It's currently available as a plug-in on Chrome and Microsoft's Edge mobile browser. Go to a site it has concerns about and a warning will be issued.
NewsGuard is planning, and staffing up for, an April launch in the UK but has already rated the Daily Mail's sister online publication, Mail Online.
To be blunt, this wasn't very good news. Anyone using the plug-in would have received a warning note, in red, which states the site does not maintain a basic level of accuracy and accountability.
As one might imagine, Mail Online tells Press Gazette that it is outraged and needs the rating to be corrected. NewsGuard tells the site that they tried calling and emailing Mail Online to discuss its rating but with little success.
It is interesting not only because it shows how an accuracy rater beyond the UK thinks of one of our most successful news sites, but also because of what could happen next.
Many UK newspapers are currently being examined by the NewsGuard team, including The Sun, The Guardian, The Times and The Telegraph, among others.
The NewsGuard system scores a news site on nine criteria and it claims that Mail Online came up short on six. Specifically, the site was found wanting when it came to avoiding deceptive headlines and managing the difference between opinion and news.
Let's face it -- I think most media observers in the UK would say the start-up has a point there. All too often, opinion and news is blurred by the Daily Mail, and hence Mail Online. They don't need repeating, but the front page usually features a sensationalist, eye-grabbing headline, which complains about immigrants and Brexit or law and order with a fair bit of comment about people on benefits in there too.
For the people it is aimed at -- basically the old and grumpy who want to say "you see, it isn't just me" -- the paper is hugely successful. However, if you were going to judge it for its headlines and its ability to separate commentary and opinion from news reporting, most people would probably find it comes up short.
While its execs grapple with this poor rating from NewsGuard, it is hard to imagine this is the end of the issue as other British newspapers come under inspection. It is a bad time for them to be judged ,because Brexit has seen papers deviate from the BBC approach of fair and impartial reporting as they pick sides and take pot shots at those who disagree with them.

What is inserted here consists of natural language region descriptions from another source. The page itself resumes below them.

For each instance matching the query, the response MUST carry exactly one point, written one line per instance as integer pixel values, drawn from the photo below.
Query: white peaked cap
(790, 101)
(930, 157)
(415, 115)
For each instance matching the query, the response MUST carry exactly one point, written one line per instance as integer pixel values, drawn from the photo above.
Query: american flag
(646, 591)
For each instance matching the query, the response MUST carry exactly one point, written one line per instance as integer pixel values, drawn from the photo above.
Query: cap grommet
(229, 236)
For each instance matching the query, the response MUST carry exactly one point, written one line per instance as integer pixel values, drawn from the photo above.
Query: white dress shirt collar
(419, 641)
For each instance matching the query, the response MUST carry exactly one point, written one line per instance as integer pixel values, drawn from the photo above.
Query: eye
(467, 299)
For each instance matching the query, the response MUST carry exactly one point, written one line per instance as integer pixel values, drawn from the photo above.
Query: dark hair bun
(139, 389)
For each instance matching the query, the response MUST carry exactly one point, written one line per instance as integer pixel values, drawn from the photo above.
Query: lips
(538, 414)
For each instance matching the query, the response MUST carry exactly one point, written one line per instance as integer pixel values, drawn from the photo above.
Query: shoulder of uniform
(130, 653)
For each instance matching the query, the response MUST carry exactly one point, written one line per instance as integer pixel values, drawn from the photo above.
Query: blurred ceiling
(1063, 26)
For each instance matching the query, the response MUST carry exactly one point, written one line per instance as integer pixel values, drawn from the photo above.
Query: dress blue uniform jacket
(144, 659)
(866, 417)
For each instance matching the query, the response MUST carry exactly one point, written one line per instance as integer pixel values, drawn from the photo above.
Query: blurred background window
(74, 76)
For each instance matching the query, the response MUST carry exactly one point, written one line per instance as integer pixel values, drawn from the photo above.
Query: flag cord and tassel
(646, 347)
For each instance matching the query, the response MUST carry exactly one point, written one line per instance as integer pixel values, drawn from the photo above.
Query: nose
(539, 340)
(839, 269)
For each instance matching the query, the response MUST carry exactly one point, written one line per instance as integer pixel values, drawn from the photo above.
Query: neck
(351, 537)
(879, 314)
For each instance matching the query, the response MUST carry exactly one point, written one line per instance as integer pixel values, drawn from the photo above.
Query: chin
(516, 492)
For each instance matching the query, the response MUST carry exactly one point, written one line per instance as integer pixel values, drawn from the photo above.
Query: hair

Trust me -- this is just the beginning of this story. The country's "red top" tabloids have yet to be graded, and while The Times is likely to pass with flying colours, I suspect The Telegraph and its hard Brexit supporting columnists and the resulting headlines, will warrant a closer inspection before it is believed to have passed the test of separating opinion and news.
It is unlikely that Mail Online is the only UK news source to be questioning its status with this Chrome and Edge plug-in by the time it launches in April. UK journalism is caught in the grip of a furious Brexit debate and may struggle to show that it is beyond reproach.